Web The use of grappling is actively increasing , Especially in large e-commerce companies ,Web Crawling is a collection of data to compete , Ways to analyze competitors and research new products .Web Crawling is a way to extract information from a website . In this article , Learn how to create based on Python The scraper . Delve into code , See how it works .
Multi person learning python, I don't know where to start .
Many people study python, After mastering the basic grammar , I don't know where to look for cases to start .

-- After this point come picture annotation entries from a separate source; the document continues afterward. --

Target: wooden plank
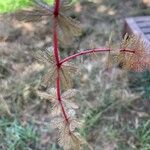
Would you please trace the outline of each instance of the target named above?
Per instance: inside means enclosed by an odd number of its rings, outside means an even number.
[[[140,28],[150,27],[150,21],[149,22],[139,22],[137,24]]]
[[[145,36],[150,40],[150,34],[146,34]]]
[[[150,21],[150,16],[134,17],[134,20],[136,22],[149,22]]]
[[[150,33],[150,26],[148,28],[141,28],[141,31],[144,33],[144,34],[149,34]]]

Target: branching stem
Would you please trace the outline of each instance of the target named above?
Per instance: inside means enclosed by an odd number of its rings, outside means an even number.
[[[53,46],[54,46],[54,57],[56,61],[56,68],[57,68],[57,77],[56,77],[56,90],[57,90],[57,99],[59,101],[64,119],[66,123],[68,123],[68,117],[65,112],[65,108],[62,103],[61,99],[61,89],[60,89],[60,55],[59,55],[59,50],[58,50],[58,23],[57,23],[57,18],[59,14],[59,5],[60,5],[60,0],[55,0],[55,6],[54,6],[54,12],[53,12]]]
[[[108,52],[110,51],[109,48],[95,48],[95,49],[90,49],[90,50],[86,50],[86,51],[82,51],[82,52],[79,52],[79,53],[76,53],[74,55],[71,55],[63,60],[60,61],[60,65],[65,63],[65,62],[68,62],[76,57],[79,57],[81,55],[86,55],[86,54],[90,54],[90,53],[97,53],[97,52]]]
[[[79,53],[76,53],[74,55],[71,55],[67,58],[64,58],[61,60],[59,50],[58,50],[58,15],[59,15],[59,8],[60,8],[60,0],[55,0],[55,5],[54,5],[54,11],[53,11],[53,46],[54,46],[54,57],[56,61],[56,68],[57,68],[57,77],[56,77],[56,90],[57,90],[57,99],[59,101],[62,114],[64,116],[64,120],[66,123],[69,123],[68,116],[65,112],[65,108],[62,103],[62,98],[61,98],[61,88],[60,88],[60,69],[63,63],[68,62],[76,57],[79,57],[81,55],[86,55],[90,53],[97,53],[97,52],[110,52],[110,48],[95,48],[95,49],[90,49],[90,50],[85,50]],[[125,51],[125,52],[131,52],[134,53],[134,51],[131,50],[125,50],[125,49],[120,49],[120,51]]]

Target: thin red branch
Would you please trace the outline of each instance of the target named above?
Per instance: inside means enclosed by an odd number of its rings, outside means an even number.
[[[55,17],[59,15],[59,7],[60,7],[60,0],[55,0],[54,13],[53,13]]]
[[[59,65],[60,56],[58,51],[58,31],[57,31],[57,19],[54,17],[53,19],[53,46],[54,46],[54,56],[56,65]]]
[[[60,91],[61,91],[60,90],[60,69],[59,68],[57,68],[56,87],[57,87],[57,98],[58,98],[58,101],[59,101],[62,113],[63,113],[63,116],[65,118],[66,123],[68,123],[68,117],[67,117],[67,114],[65,112],[64,106],[62,104],[62,100],[61,100],[61,93],[60,93]]]
[[[65,62],[68,62],[76,57],[79,57],[81,55],[86,55],[86,54],[90,54],[90,53],[97,53],[97,52],[108,52],[110,51],[109,48],[95,48],[95,49],[90,49],[90,50],[86,50],[86,51],[82,51],[82,52],[79,52],[79,53],[76,53],[74,55],[71,55],[63,60],[60,61],[60,65],[65,63]]]
[[[62,114],[64,116],[64,120],[66,123],[68,123],[68,117],[65,112],[65,108],[62,103],[61,99],[61,89],[60,89],[60,55],[59,55],[59,50],[58,50],[58,22],[57,22],[57,17],[59,14],[59,5],[60,5],[60,0],[55,0],[55,6],[54,6],[54,17],[53,17],[53,46],[54,46],[54,57],[56,61],[56,68],[57,68],[57,77],[56,77],[56,90],[57,90],[57,99],[59,101]]]
[[[130,49],[120,49],[120,52],[129,52],[129,53],[135,53],[135,51],[130,50]]]

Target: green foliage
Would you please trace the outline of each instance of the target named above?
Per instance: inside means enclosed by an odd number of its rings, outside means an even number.
[[[7,150],[34,147],[37,134],[31,125],[23,127],[17,120],[0,119],[0,145]]]
[[[53,0],[46,0],[50,5],[53,4]],[[31,0],[1,0],[0,1],[0,13],[14,12],[17,9],[32,6]]]
[[[150,71],[129,74],[129,87],[134,92],[143,92],[143,98],[150,99]]]

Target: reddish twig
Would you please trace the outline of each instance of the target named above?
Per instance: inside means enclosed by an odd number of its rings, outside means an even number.
[[[57,79],[56,79],[56,89],[57,89],[57,99],[59,101],[60,107],[62,109],[62,113],[64,116],[64,119],[66,123],[68,123],[68,117],[65,112],[65,108],[62,104],[61,100],[61,89],[60,89],[60,55],[58,51],[58,29],[57,29],[57,17],[59,14],[59,5],[60,5],[60,0],[55,0],[55,6],[54,6],[54,17],[53,17],[53,46],[54,46],[54,57],[56,61],[56,68],[57,68]]]
[[[86,54],[90,54],[90,53],[93,53],[93,52],[97,53],[97,52],[108,52],[108,51],[110,51],[109,48],[95,48],[95,49],[92,49],[92,50],[90,49],[90,50],[82,51],[82,52],[76,53],[74,55],[71,55],[71,56],[61,60],[60,65],[62,65],[65,62],[68,62],[68,61],[70,61],[70,60],[72,60],[72,59],[74,59],[78,56],[81,56],[81,55],[86,55]]]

A lot of people who have done cases , But I don't know how to learn more advanced knowledge .
So for these three kinds of people , I will provide you with a good learning platform , Get a free video tutorial , electronic text , And the source code of the course !??¤
QQ Group :1057034340
In today's big data world , It's hard to track what's going on . For companies that need a lot of information to succeed , The situation has become more complicated . But first of all , They need to collect this data in some way , That means they have to deal with thousands of resources .
There are two ways to collect data . You can use API Services provided by media websites , This is the best way to get all the news . and ,API Very easy to use . Unfortunately , Not every website offers this service . And then there's the second way - web capture .
What is web crawling ?
It's a way to extract information from a website .HTML A page is just a collection of nested tags . Labels form a certain kind of tree , Its root is <html> In the label , And divide the page into different logical parts . Each tag can have its own descendants ( Sub level ) And the parent .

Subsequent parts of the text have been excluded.